Although a Hilbert space is a vector space whose structure is completely abstract, it rests on the meaning that it borrows from the relationships among vectors that we imagine in two and three dimensional Euclidean space.  And so it is grounded in a familiar spacial idea.  But mathematics has grown in such a way that the vectors of a Hilbert space can be used to represent possible states of a quantum mechanical system.

In a recent Scientific American blog, George Musser gave University of Maryland philosopher Ruth Kastner the opportunity to discuss her ideas about to resolve the difficulties with what is called the transactional interpretation of quantum mechanics.  She begins with a reference to physicist and writer Han Christian von Baeyer’s article in the June issue of Scientific American.

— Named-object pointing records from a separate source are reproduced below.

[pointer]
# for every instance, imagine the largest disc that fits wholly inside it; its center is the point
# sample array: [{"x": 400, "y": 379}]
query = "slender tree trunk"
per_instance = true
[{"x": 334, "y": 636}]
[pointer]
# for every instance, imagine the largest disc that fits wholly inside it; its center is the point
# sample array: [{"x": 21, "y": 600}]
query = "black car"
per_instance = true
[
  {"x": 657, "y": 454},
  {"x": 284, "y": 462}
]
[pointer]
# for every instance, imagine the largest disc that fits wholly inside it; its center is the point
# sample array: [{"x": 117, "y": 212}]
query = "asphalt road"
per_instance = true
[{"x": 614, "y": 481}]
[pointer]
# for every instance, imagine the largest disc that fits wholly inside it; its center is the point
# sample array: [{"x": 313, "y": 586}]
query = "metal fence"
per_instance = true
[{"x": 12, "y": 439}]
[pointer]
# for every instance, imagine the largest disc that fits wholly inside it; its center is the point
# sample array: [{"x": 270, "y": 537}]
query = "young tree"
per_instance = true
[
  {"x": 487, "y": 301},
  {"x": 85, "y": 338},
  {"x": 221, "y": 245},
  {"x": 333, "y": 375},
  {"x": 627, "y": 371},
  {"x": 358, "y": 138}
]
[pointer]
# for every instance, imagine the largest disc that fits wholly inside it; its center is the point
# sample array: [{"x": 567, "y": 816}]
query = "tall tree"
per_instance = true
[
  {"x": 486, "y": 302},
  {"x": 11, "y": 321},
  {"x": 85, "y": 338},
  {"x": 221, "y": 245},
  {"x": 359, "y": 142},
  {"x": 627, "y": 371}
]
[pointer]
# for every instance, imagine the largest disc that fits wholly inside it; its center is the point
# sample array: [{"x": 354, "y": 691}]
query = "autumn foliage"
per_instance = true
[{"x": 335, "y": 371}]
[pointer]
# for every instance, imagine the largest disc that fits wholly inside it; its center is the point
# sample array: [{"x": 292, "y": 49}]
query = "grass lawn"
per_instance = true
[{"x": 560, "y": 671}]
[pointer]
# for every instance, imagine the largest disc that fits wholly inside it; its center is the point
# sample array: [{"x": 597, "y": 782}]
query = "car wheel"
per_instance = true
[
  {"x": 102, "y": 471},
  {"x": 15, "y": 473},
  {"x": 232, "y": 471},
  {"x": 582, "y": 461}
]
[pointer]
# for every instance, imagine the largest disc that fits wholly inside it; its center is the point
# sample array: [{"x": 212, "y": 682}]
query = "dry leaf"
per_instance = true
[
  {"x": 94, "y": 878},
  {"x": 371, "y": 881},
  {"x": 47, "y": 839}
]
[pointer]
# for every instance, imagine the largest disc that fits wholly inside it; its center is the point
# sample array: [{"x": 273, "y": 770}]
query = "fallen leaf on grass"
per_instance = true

She says about his article that in response to the deep questions about the meaning of quantum theory von Baeyer “discusses one proposal – a denial that the theory describes anything objectively real …”

This is a very misleading summary of what von Baeyer discusses.   I also wrote a few weeks ago about this article.  It’s the wave function that is thought to have no objective reality from the point of view that von Baeyer discusses.  This perspective (called Qbism) combines quantum theory and probability theory and sees the wave function as a powerful mathematical tool that provides the observer a way to make decisions about the surrounding quantum world.  I took note, in my post, of the fact that Bayesian statistics (the ones used in Qbism) are also used by cognitive scientists to model how we build our very immediate expectations of our world from sensory data.  And I quoted physicist Christopher Fuchs, a prominent proponent of Qbism, who said:

…even if quantum theory is purely a theory for apportioning and structuring degrees of belief, the question of “Why the quantum?” is nonetheless a question of what it is about the actual, real, objective character of the world that compels us to use this framework for reasoning rather than another.”

This doesn’t sound like a denial that the theory describes anything real.

The transactional Interpretation that Kastner discusses in her blog was first proposed, she tells us,  by physicist John Cramer in the 1980s and can be traced back to physicists John Wheeler and Richard Feynman.  She says the following:

My development of the Transactional Interpretation makes use of an important idea of Werner Heisenberg: “Atoms and the elementary particles themselves … form a world of potentialities or possibilities rather than things of the facts.” This world of potentialities is not contained within space and time; it is a higher-dimensional world whose structure is described by the mathematics of quantum theory. (emphasis added)

I wasn’t able to get a very clear picture of the history of the idea, nor her development of it from the blog, but the punch line is clear enough.  Her transactional picture assumes that “there is more to reality than what can be contained within space-time.”  It is somehow with the encounter of “potential events” (not contained within space-time) that “real energy may be conveyed within spacetime…”  and “delivered in the normal future direction.”

She goes on to say:

The transactional picture is conceptually challenging because the underlying processes are so different from what we are used to in our classical world of experience, and we must allow for the startling idea that there is more to reality than what can be contained within spacetime.

I had the impulse to bring these ideas together because of what they have in common, specifically, that what we see (in the most abstract sense of that word) consistently indicates how much we don’t see.  And, perhaps that there is even a strain on our mathematical ways because mathematics itself may have its roots in how the body ‘perceives.’  This doesn’t mean that progress can’t be made.  Bringing back a little bit from Christopher Fuchs:

For the Qbist, the lesson that the structure of quantum theory calls out to be interpreted in only this way is that the world is an unimaginably rich one in comparison to the reductionist dream.  It says that the world has excitement, risk, and adventure at its very core.

Considering how our mathematics brings us closer to this core is equally exciting.